Verrept was also a founding member of Lierse S.K..

==Biography==

===Early life===
Verrept was born on 12 April 1887 in Lier as the son of Petrus Hendricus Verrept and Adelina Van Eeckhoven. His father owned a shipyard.

===Career and death ===
Verrept obtained his pilot's license 18 April 1911 at the Blériot flying school in Pau, France. Verrept had a monoplane with an engine of 70 kg, 50 hp and a weighed 180 kg. He successfully participating in the Paris-Madrid flight. As a result of that achievement, Lier organized a flying event on 30 and 31 July 1911. In January 1912 he accompanied aviators Jules Tyck and Jonckheere during their first part of their trip to the United States. On 20 January 1912 he broke the world altitude record with two passengers. He flew up to 1075 metres (3500 feet) from Vidamée near Senlis, beating the former record of 896 metres by René Moineau. From early 1912 he was flying instructor at flying school "Borel" in Buc.

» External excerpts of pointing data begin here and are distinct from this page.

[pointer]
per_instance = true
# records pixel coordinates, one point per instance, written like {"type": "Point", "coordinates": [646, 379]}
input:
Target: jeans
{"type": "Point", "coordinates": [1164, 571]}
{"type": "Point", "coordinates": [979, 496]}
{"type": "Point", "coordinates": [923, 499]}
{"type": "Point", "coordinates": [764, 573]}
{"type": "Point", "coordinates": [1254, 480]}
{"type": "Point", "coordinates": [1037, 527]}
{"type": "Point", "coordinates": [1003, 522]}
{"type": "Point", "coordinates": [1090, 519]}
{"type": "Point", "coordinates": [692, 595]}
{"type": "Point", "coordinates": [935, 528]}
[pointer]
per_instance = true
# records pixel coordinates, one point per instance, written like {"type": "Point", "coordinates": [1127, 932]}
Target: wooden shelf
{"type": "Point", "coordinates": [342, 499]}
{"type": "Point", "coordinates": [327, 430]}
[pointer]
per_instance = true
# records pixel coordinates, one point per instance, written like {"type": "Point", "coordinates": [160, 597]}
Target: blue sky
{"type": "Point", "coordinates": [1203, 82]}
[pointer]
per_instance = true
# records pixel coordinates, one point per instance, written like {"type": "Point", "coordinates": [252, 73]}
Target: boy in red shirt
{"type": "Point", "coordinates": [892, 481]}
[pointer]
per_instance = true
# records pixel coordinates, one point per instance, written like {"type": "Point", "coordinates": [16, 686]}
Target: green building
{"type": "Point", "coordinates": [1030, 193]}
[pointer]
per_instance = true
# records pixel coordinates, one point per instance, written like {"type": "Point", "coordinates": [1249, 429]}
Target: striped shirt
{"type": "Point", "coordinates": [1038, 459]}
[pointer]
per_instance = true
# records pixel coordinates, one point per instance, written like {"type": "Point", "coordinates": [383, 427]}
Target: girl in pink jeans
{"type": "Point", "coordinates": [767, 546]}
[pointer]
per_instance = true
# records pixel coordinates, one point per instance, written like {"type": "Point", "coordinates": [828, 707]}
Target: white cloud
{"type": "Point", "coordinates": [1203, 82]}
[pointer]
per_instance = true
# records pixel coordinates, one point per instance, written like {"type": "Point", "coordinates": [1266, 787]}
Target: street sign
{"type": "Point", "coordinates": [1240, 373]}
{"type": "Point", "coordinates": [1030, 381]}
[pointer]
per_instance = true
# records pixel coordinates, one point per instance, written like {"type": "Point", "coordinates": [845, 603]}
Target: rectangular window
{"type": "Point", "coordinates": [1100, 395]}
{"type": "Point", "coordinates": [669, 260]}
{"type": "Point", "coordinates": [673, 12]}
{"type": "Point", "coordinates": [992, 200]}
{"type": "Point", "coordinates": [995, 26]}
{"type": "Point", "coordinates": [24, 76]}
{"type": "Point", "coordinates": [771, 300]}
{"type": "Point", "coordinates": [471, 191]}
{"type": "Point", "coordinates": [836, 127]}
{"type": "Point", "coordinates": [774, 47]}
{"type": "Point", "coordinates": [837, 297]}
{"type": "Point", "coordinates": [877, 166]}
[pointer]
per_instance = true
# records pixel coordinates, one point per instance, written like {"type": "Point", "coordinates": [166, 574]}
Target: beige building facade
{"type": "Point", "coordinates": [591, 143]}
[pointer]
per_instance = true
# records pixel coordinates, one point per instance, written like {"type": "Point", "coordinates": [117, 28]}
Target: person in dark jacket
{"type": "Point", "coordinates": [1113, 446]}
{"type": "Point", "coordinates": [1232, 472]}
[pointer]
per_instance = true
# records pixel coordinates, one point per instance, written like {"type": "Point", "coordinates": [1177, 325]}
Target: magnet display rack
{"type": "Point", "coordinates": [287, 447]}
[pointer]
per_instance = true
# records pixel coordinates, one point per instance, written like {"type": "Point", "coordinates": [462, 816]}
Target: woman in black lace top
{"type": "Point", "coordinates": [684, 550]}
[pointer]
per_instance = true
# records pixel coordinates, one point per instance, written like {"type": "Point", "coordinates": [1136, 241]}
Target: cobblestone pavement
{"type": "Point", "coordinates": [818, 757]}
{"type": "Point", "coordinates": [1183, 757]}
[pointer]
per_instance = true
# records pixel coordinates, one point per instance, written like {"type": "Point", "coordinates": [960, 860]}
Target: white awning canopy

A day after an argument with his fiance Alice Mathis he committed suicide in Châteaufort near Versailles on 17 April 1912. At 5am (local time) in the morning he left his house with a photograph of his girlfriend on his heart and told her that he was going to commit suicide. He flew with his plane to an altitude of 500 metres (1640 feet) where he flew for around 45 minutes. He descended to 200 metres (656 feet), let go of his handlebars, and raised his arms in the air. On the ground he was still alive but his skull was crushed and limbs torn off. He died in the hospital in Versaille. When his fiance saw his body in the hospital, she asked for forgiveness, and said "Poor John, I never thought you would do this and it was my fault". It was the first aircraft-assisted suicide in history. He was buried with great interest on 22 April at the Mechelsesteenweg.

==Lierse S.K.==
Verrept was one of the founding members of football club Lierse S.K. and also played one year himself. In 1914 a youth trophy was named after him.